Winning conditions as definitions of success
The winning conditions define what “success” means within the simulation and therefore shape the decisions participants make. By aligning these conditions with real operational priorities, the simulations reflect the same tensions organisations face between value, cost, reliability, and time.
Adjusting the winning conditions allows sessions to explore how different definitions of success influence behaviour, priorities, and outcomes — making implicit assumptions explicit.
The role of the participants
The most important element of any simulation is the participants themselves. As they navigate shared constraints and competing priorities, behaviours such as communication, negotiation, planning, collaboration, and adaptation naturally emerge — not as learning objectives, but as necessary responses to the situation.
The simulation makes these behaviours visible and discussable, allowing teams to reflect on how decisions are actually made under pressure.

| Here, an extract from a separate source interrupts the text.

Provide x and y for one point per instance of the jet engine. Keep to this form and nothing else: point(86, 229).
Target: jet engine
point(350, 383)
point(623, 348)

Key features in our simulations
Familiar operational scenarios
The simulations are grounded in operational scenarios that participants immediately recognise. This familiarity removes the need for explanation and allows attention to remain on decisions, trade-offs, and consequences rather than on understanding an unfamiliar context.
Physical and virtual formats
Both physical and virtual formats are supported, allowing the same simulation experience to be used across distributed teams while preserving the core decision dynamics.
Aligned with recognised service management frameworks
Recognised service management terminology is used where it supports realism and shared understanding. This provides a familiar language for participants without turning the simulation into an exercise in framework compliance.
High salience and lasting impact
By engaging participants cognitively, emotionally, and physically, the simulations create experiences that are difficult to ignore or dismiss. Decisions and their consequences are remembered not as abstract lessons, but as lived situations that inform future judgement.
Adjustable decision complexity
The simulations can be configured to vary the level of complexity, uncertainty, and time pressure participants face. This allows the same core experience to surface meaningful decision challenges for audiences with different levels of experience, without changing the underlying dynamics.